Minor disaster with the probability of becoming something worse, you never know where these values will end up being used/stored and it's likely that somewhere else in your code some weird form of equality will start appearing at some point (value1-value2<1E-04, lol).
> Using doubles for crypto prices instead of fixed point seems like a disaster waiting to happen?
TDLR; nope.
That depends what you use the incoming data for. Bookkeeping, yeah. And that's about it.
This doesn't look like it was meant for that. Some sort of trading where you track a bunch of indicators over a day (not HFT at their timings at the moment but along those lines): you absolutely want to avoid fixed point because of the speed penalty. See also [1].
Indeed.
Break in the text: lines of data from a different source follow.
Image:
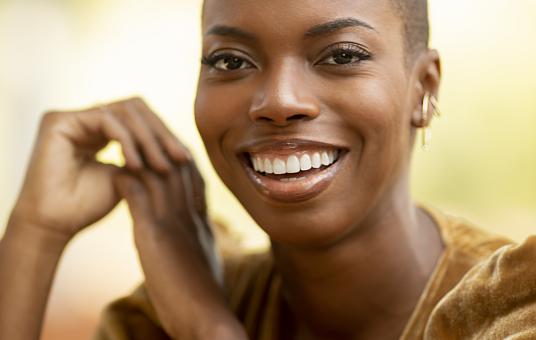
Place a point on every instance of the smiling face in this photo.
(305, 108)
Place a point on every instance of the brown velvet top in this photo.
(483, 287)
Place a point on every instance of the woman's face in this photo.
(305, 109)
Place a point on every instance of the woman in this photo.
(308, 110)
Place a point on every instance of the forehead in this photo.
(280, 16)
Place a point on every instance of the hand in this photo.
(66, 189)
(170, 224)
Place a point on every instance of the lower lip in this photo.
(305, 187)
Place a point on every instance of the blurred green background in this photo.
(69, 54)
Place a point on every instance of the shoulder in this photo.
(465, 239)
(495, 299)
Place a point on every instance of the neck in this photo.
(366, 284)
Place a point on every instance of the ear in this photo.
(426, 77)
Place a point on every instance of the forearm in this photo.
(28, 261)
(190, 303)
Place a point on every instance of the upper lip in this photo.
(284, 144)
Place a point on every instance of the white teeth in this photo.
(325, 159)
(280, 168)
(316, 161)
(305, 163)
(293, 165)
(268, 166)
(260, 164)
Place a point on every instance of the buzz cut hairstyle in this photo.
(415, 21)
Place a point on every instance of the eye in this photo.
(226, 62)
(344, 54)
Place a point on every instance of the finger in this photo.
(133, 191)
(171, 143)
(198, 188)
(100, 121)
(192, 195)
(144, 135)
(157, 193)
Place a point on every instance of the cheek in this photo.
(375, 112)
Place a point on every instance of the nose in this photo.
(284, 96)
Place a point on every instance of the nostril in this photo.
(298, 117)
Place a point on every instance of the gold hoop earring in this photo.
(428, 101)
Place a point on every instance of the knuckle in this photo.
(51, 118)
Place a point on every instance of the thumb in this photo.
(136, 195)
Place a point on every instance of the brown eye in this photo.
(343, 58)
(345, 54)
(226, 62)
(230, 63)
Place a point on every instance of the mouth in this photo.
(292, 171)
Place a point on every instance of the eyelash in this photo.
(353, 50)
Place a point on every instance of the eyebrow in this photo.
(320, 29)
(230, 31)
(335, 25)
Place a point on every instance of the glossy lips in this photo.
(292, 171)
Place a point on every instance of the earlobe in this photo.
(427, 75)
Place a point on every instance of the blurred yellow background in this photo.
(71, 54)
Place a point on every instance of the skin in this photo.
(354, 259)
(66, 190)
(361, 245)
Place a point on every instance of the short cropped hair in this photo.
(414, 16)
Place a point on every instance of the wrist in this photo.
(31, 237)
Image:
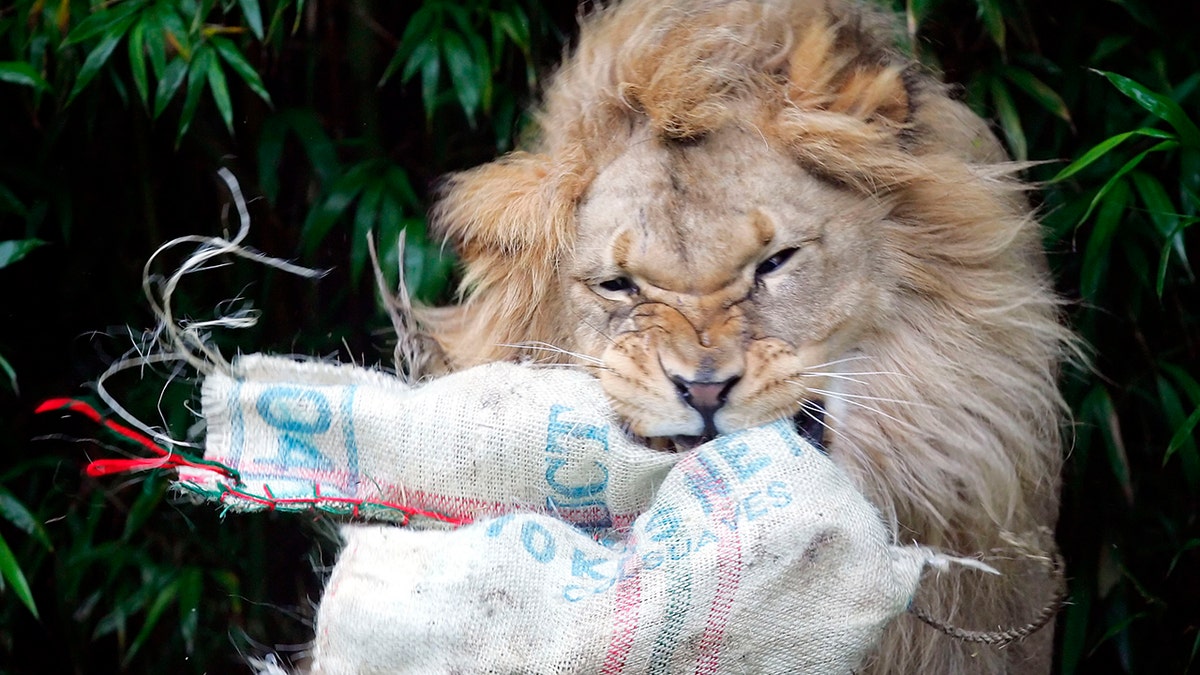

Although I don't know what precisions are required in crypto products, in traditional trading an 8 byte double is quite enough - the price submitted will have to be rounded to the instrument's precision anyway (e.g. most spot FX products are rounded to 5 decimal places).
With a caveat here, after a very quick look at the code: The price here is defined as long double, which can be different among platforms... My Mac/clang says that long double is still 8 bytes, Linux on that same arm64 machine says it's 16 bytes (and I'm not sure what that's mapped to these days - 80bit FPU instructions, or some Float128 representation)
The orderbook class uses original strings received from the exchange as keys. However, in some places, numbers are compared with a precision of 1e-12 as long doubles. I plan to modify this to use the symbols' price step from exchangeInfo.
How can you say that so confidently?
Floating point is terrible for decimals, as any number not consisting of only 0's and 5's after the decimal point does not have a precise representation.
What if you're counting ratios or differences? Those values are no longer precise. What if you're comparing those ratios or differences? That comparison cannot be trusted.
What if you have a NaN? Now all your comparisons return false and any values you calculate from the NaN will also be NaN.
There is no way you can confidently claim these issues won't show up in a production system without doing fuzzing and formal verification. Just use big integers, 64 bit integers can represent 18 quintillion (short scale) values, which if you're trading in fractions of cents should be enough of a range for the foreseeable future. 128 bit integers will always be enough.
You are correct. When I referred to 'real-time', I meant it in the sense that it is as efficient as consuming data directly from the exchange's WebSocket because, during the consumption stage, data is directly consumed from the exchange, not an intermediate server.
Since Binance only provides 100ms diffs, there isn’t 'real-time' in the sense of receiving each atomic orderbook change.
Thank you for your feedback, I changed the description.
There aren't any. The fastest access you can get to Binance is in apne1 (az depends on which products you are trading). There are also a lot of systematic strategies worth automating that aren't really latency sensitive.
The crypto/cloud equivalent is letting market makers connect directly to the exchange front end servers via AWS VPC peer or equivalent rather than going via the public load balancers.
No such thing as colo for most crypto exchanges, at least not officially. But your general point still stands. This is a cute project that's likely useless for anything serious. People go to great lengths to shave a bunch of ms off these feeds.
lots of programmatic strategies are not latency sensitive, most even
and the crypto market, despite its volatility, does not move that fast, it just has 24 hour trading, in comparison of 6-8 for equities, in a single day
so the 3x greater trading sessions create the eternity
It's cmake based, you can download cmake and the other dependencies and just compile it.
Edit: actually no, the networking bits have some platform specific #ifdefs. The code looks not too difficult to rewrite into a WinHTTP based client, though.